More information about the symposium and a registration link are here: http://tiny.cc/RhetoricAndLaw.
Workshop work-in-progress (WIP) proposals are due by July 15, 2019, and the organizers will notify accepted WIPs by August 1, 2019. Drafts of WIPs are due by September 13, 2019. If you want your WIP to be considered for the workshop, please e-mail CRCLsymposiumworkshop@gmail.com and attach an abstract of no more than one page describing your WIP. Please include a title or working title. Especially welcome will be proposals relating to work that may be suitable for either or both of the following edited collections:
- Law and Rhetoric: A Critical Reader (Eds. Kirsten K. Davis, Brian N. Larson, Francis J. Mootz III, and Kristen K. Tiscione). This volume will have 12-14 chapters, each of which provides an overview of a rhetorical theorist, an excerpt of the theorist’s work, an excerpt of a contemporary legal text (judicial opinion, transcript of oral argument, brief, etc.), and a critical essay that demonstrates how the rhetorical text helps to illuminate the legal text. The theme of the volume is the extent to which classical (broadly construed) rhetorical texts can provide a method and vocabulary for understanding modern legal materials. The volume should be a resource for scholars of rhetoric and legal theorists, by bringing key texts together in a single volume that includes critical commentary. This will be an important contribution to the literature of law and rhetoric rather than a textbook, but the volume will be accessible to students enrolled in a graduate rhetoric course or an advanced legal writing or jurisprudence course. The volume will begin with the Presocratics and their attention to persuasion, and will end with Vico, who lamented the disregard of the classical rhetorical tradition after the Cartesian revolution. The legal texts will be contemporary materials.
- Intersections: Classical Rhetoric & Contemporary Law (Eds. Robert Gaines and Brian Larson). This volume seeks more overtly theoretical discussions of intersections between contemporary law and ancient rhetoric (broadly construed as in the reader project).
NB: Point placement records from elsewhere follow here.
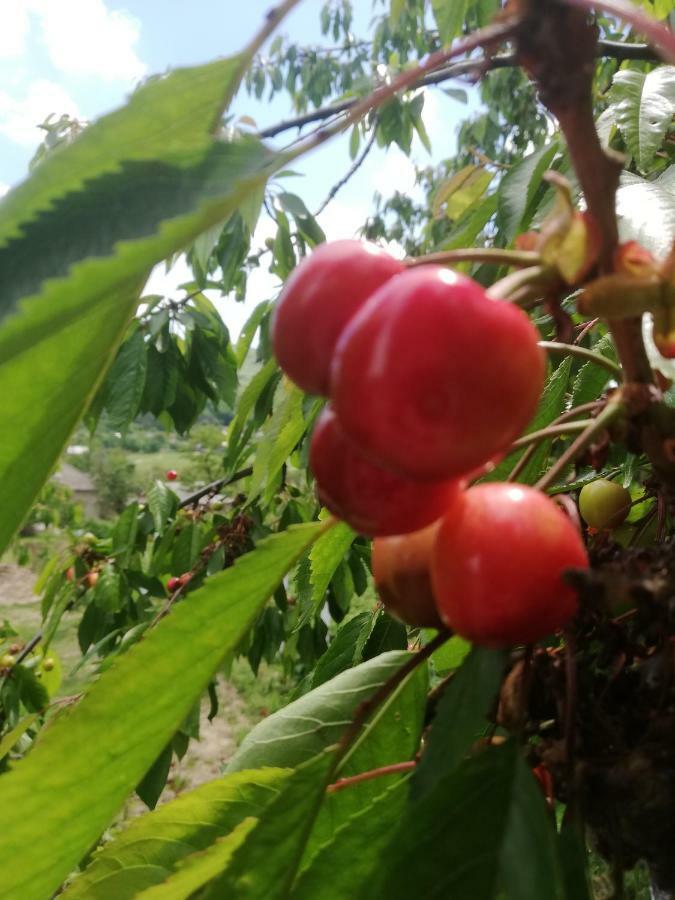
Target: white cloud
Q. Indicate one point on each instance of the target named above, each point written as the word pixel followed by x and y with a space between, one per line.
pixel 85 37
pixel 81 37
pixel 13 29
pixel 20 116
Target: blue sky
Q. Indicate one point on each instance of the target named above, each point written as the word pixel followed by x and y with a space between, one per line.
pixel 82 57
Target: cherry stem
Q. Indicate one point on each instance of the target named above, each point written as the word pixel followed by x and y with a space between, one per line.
pixel 536 277
pixel 661 38
pixel 494 255
pixel 583 353
pixel 490 35
pixel 343 783
pixel 611 412
pixel 564 417
pixel 365 709
pixel 535 437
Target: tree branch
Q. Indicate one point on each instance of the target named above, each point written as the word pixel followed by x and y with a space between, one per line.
pixel 606 49
pixel 351 171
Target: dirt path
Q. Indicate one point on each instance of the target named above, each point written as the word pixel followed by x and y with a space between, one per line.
pixel 16 585
pixel 204 759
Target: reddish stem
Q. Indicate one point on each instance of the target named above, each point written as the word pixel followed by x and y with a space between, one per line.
pixel 343 783
pixel 658 35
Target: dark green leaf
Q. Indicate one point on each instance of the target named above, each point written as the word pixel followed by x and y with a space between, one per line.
pixel 66 791
pixel 461 717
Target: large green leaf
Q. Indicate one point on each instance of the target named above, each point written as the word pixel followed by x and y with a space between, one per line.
pixel 449 17
pixel 305 727
pixel 392 736
pixel 62 796
pixel 646 211
pixel 199 869
pixel 644 104
pixel 592 378
pixel 347 860
pixel 151 846
pixel 483 829
pixel 461 717
pixel 77 241
pixel 518 191
pixel 551 405
pixel 264 867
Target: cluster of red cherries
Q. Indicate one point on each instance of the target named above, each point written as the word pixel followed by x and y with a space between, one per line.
pixel 428 379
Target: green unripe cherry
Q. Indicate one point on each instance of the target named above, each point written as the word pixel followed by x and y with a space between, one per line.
pixel 604 504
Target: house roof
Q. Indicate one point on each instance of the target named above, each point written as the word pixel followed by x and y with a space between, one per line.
pixel 74 478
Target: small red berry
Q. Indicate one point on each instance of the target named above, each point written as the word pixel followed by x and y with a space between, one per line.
pixel 401 571
pixel 372 500
pixel 432 378
pixel 320 297
pixel 498 563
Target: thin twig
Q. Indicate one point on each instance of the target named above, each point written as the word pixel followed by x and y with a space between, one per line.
pixel 551 431
pixel 214 487
pixel 393 769
pixel 365 709
pixel 583 353
pixel 609 49
pixel 351 171
pixel 613 409
pixel 493 255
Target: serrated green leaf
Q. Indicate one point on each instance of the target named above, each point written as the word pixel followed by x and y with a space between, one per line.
pixel 65 792
pixel 247 333
pixel 518 190
pixel 152 784
pixel 161 503
pixel 282 432
pixel 125 382
pixel 199 869
pixel 449 17
pixel 482 830
pixel 591 379
pixel 461 191
pixel 245 404
pixel 471 224
pixel 392 736
pixel 461 717
pixel 265 865
pixel 134 188
pixel 305 727
pixel 150 846
pixel 124 534
pixel 355 850
pixel 15 734
pixel 551 405
pixel 644 104
pixel 344 650
pixel 325 557
pixel 646 211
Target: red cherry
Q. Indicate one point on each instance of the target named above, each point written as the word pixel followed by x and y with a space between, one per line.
pixel 432 378
pixel 401 570
pixel 370 499
pixel 498 562
pixel 319 298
The key requirement is that papers find an intersection between a primary rhetorical text from the period and some facet of contemporary legal practice. The connection must be legible to both disciplines, law and rhetoric. Profs. Gaines and I are willing to help scholars find partners to achieve necessary breadth; e.g., a rhetoric scholar may wish to speak to a legal scholar or vice versa. These consultations might end there, or they may result in co-authorship opportunities.
The workshop is a great place to get intensive feedback on your WIP.